Python Method Overloading¶
method overloading in python can be defined as writing the method in such a way that method will provide different functionality for different datatype arguments with the same method name. Programming languages like Java and C++ implements the method overloading by defining the two methods with the same name but different parameters. In python we do not implement *method overloading *in that way because Java and C++ languages are statically typed hence we need to specify the data types before compilation. But python is a dynamically typed language hence we can implement the same behavior with a same method in python.
How to overload a method in python?¶
Let's do some code to implement the method overloading in python.
class SayHello:
def hello(self, first_name=None, last_name=None):
if first_name and last_name:
print("Hello {0} {1} !".format(first_name, last_name))
elif first_name:
print("Hello {0} !".format(first_name))
else:
print("Hello !")
obj = SayHello()
obj.hello("Anjaneyulu", "Batta")
# Output: Hello Anjaneyulu Batta!
obj.hello("Anji")
# Output: Hello Anji !
obj.hello()
# Output: Hello !
In above code we have implemented method overloading for the method hello.

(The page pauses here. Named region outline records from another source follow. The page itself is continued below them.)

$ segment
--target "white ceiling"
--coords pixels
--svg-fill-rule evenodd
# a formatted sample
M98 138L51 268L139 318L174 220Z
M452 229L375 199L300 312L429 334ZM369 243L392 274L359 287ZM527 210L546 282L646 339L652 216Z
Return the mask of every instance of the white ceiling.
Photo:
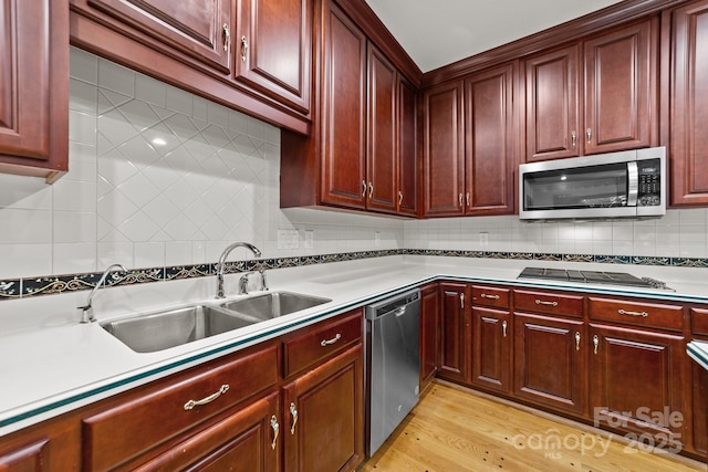
M366 0L423 72L618 0Z

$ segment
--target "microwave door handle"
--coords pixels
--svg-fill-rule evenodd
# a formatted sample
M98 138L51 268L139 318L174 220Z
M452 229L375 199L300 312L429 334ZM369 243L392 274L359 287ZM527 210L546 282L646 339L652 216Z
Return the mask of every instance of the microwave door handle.
M639 193L639 171L636 161L627 162L627 207L637 206Z

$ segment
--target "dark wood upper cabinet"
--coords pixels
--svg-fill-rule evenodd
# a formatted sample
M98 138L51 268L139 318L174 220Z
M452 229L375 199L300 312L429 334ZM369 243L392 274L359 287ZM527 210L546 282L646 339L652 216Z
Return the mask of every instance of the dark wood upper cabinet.
M584 154L649 147L658 140L658 19L583 44Z
M69 168L69 4L0 2L0 171L54 181Z
M525 160L657 145L657 64L655 17L527 59Z
M670 24L670 203L708 204L708 1L667 12Z
M525 61L528 161L580 155L577 57L573 44Z
M309 132L312 0L70 0L70 7L72 44Z
M465 81L465 212L513 213L518 158L517 63Z
M398 75L398 213L418 213L418 146L416 88Z
M87 4L225 74L230 71L230 0L87 0Z
M366 36L331 6L323 25L321 201L366 206Z
M315 24L317 107L310 136L282 134L281 207L415 216L415 88L334 2Z
M239 0L237 17L236 80L306 114L312 0Z
M465 213L462 82L423 94L423 216Z
M366 207L395 213L397 210L397 94L396 67L368 44L368 135Z

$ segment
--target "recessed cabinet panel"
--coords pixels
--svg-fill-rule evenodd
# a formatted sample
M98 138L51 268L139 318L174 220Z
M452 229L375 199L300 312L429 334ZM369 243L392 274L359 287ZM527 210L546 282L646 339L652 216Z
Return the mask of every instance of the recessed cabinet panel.
M516 208L514 81L516 63L465 81L464 206L467 214L503 214Z
M66 0L0 1L0 171L53 181L69 166Z
M425 91L423 122L423 216L465 212L462 83Z
M580 155L577 57L579 46L572 45L525 63L529 162Z
M88 0L88 6L228 73L230 0Z
M368 45L368 153L366 162L366 208L396 212L396 94L394 65L371 43Z
M238 13L236 78L308 114L311 0L240 0Z
M654 19L585 41L584 154L650 146L656 31Z
M336 7L325 19L322 201L364 209L366 182L366 36Z

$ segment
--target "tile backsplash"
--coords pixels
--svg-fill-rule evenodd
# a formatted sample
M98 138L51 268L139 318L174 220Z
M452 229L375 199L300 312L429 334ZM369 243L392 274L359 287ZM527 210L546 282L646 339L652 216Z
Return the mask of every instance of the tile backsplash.
M53 186L0 176L0 280L116 262L212 263L233 241L264 258L397 249L708 256L706 209L589 223L281 210L280 146L271 125L72 48L70 171Z

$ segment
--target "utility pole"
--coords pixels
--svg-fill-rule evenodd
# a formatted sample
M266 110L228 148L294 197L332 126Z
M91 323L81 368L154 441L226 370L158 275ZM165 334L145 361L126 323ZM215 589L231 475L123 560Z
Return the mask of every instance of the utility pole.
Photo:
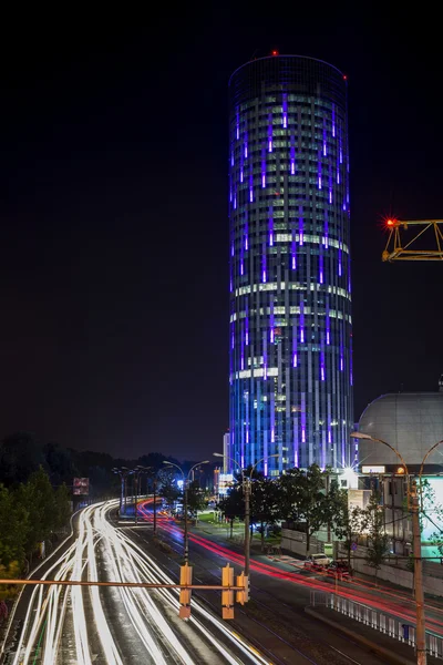
M185 479L185 565L189 563L189 541L187 534L187 491L189 485L189 477Z
M157 535L157 479L154 478L154 535Z
M416 606L416 630L415 648L416 664L426 665L426 622L424 615L424 593L423 593L423 566L422 566L422 543L420 532L420 505L416 493L416 482L411 483L410 490L411 512L412 512L412 534L414 552L414 591Z
M135 492L135 497L134 497L134 514L135 514L135 525L137 525L137 500L138 500L138 477L140 477L140 471L135 471L134 473L134 492Z
M249 556L250 556L250 484L249 478L244 478L245 491L245 575L249 575Z

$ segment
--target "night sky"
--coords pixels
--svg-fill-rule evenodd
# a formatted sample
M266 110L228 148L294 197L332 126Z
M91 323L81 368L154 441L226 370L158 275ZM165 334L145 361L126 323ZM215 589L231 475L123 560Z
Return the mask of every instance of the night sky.
M381 219L443 217L439 25L400 3L307 6L3 17L0 436L222 448L227 84L272 48L349 80L356 419L383 392L436 389L443 263L383 264Z

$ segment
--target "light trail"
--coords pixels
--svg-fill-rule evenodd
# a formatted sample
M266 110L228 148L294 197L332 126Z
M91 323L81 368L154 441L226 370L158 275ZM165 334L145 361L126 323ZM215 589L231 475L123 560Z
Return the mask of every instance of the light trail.
M142 518L148 521L152 520L152 512L147 510L147 507L151 502L152 499L146 499L145 501L142 501L138 504L138 511L142 514ZM181 539L183 538L183 529L177 526L175 523L172 524L171 519L159 521L157 519L157 526L173 536L179 536ZM244 565L243 554L234 552L233 550L229 550L224 545L215 543L195 533L189 533L188 538L189 541L213 552L214 554L217 554L223 559L237 563L238 565ZM415 624L415 603L413 600L409 598L403 593L396 594L392 590L378 587L377 590L373 590L378 594L377 596L374 596L373 594L371 594L371 591L369 589L364 589L363 584L361 585L361 589L358 590L354 590L352 587L343 589L343 586L340 586L336 591L333 587L331 587L329 583L326 583L322 580L317 580L315 577L307 579L299 574L295 575L291 572L279 571L271 564L261 563L257 561L250 562L250 569L257 573L270 575L275 579L290 582L291 584L297 584L307 589L323 591L327 593L336 593L337 595L349 598L351 601L356 601L358 603L367 605L368 607L382 611L387 614L392 614L399 618L408 621L408 623ZM381 593L387 595L388 598L381 596ZM434 606L427 605L427 610L435 612L436 608ZM435 613L440 614L442 610L439 608ZM430 612L427 612L426 616L426 628L440 636L443 636L443 622L440 621L440 617L430 615Z
M41 579L103 581L99 580L100 556L111 581L173 584L123 530L115 529L107 520L107 513L116 504L116 501L111 501L84 509L79 515L79 533L74 543L51 563ZM178 590L101 589L103 593L97 586L35 585L13 665L63 663L61 643L68 618L73 626L69 657L78 665L92 665L97 655L106 665L128 663L123 644L127 635L131 644L136 643L137 653L136 657L132 654L132 663L142 659L152 665L271 665L268 658L197 600L193 598L190 620L178 620ZM89 604L85 604L86 598ZM105 612L104 603L113 607L111 613ZM122 606L125 628L120 643L116 627L122 621ZM176 623L175 630L171 625L172 620ZM198 654L197 659L194 654Z

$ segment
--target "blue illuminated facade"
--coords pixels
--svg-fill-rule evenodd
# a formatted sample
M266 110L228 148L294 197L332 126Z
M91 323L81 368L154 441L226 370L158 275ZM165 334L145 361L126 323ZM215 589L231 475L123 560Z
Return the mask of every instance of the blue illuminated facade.
M230 449L267 475L349 463L347 81L310 58L229 81ZM278 458L269 456L278 453Z

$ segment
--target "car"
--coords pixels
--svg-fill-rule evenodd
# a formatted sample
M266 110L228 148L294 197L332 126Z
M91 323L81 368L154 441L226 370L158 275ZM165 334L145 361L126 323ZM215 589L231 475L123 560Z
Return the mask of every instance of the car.
M321 571L324 566L329 565L330 563L331 560L326 554L311 554L305 561L305 567L311 571Z

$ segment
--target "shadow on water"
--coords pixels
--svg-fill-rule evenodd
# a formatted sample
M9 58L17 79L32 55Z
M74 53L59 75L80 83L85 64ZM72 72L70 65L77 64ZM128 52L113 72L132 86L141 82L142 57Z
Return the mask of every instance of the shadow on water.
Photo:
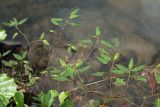
M66 17L72 9L80 8L80 18L77 21L83 26L67 28L63 34L65 39L76 41L89 37L99 25L103 28L104 38L115 37L121 40L118 50L122 55L125 56L125 52L132 52L129 57L136 57L137 63L148 65L159 63L157 59L160 56L160 0L0 0L0 2L1 23L13 17L29 18L23 31L29 35L30 40L36 39L42 31L46 32L49 40L53 40L53 35L48 32L53 28L50 18ZM65 54L64 49L57 48L56 53L51 56L64 57ZM54 87L51 80L45 81L48 84L43 82L41 84L43 88ZM132 89L129 91L131 91L129 94L134 93ZM141 101L137 103L140 104Z

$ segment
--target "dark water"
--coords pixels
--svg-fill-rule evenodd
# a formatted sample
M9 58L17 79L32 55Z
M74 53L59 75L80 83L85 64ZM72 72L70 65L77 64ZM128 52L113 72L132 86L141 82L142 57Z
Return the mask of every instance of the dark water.
M122 40L118 49L122 54L135 52L139 63L153 63L160 50L160 0L0 0L0 23L13 17L28 17L23 31L29 40L35 40L44 31L52 42L54 37L48 32L53 28L50 18L65 18L74 8L80 8L77 21L82 27L67 28L64 32L67 39L92 36L99 25L104 38ZM64 49L57 49L53 58L65 54ZM49 85L53 87L49 83L46 87Z
M13 17L28 17L24 31L29 39L36 39L53 26L51 17L66 17L74 8L80 8L77 20L83 27L68 28L64 35L79 40L92 35L96 25L103 28L105 38L118 37L125 43L120 50L136 51L140 62L150 64L160 46L159 0L0 0L0 22ZM53 38L49 33L48 38ZM146 53L148 53L146 55ZM145 59L145 60L144 60Z

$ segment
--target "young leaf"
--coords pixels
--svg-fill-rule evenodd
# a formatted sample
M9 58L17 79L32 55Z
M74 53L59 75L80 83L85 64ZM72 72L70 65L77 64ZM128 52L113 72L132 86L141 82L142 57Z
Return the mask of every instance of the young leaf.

After creating object we have called the method hello with two arguments first name "Anjaneyulu" and last name "Batta" and the method hello returned output Hello Anjaneyulu Batta !. In the next line we called the same method with a single argument name "Anji" now the method returned Hello Anji !. In the next line we have called the same method without the parameter now, the method returned the output Hello !.
In above code we can see that method hello is behaving differently for different parameters that means we are overloading the behavior of the method for different arguments.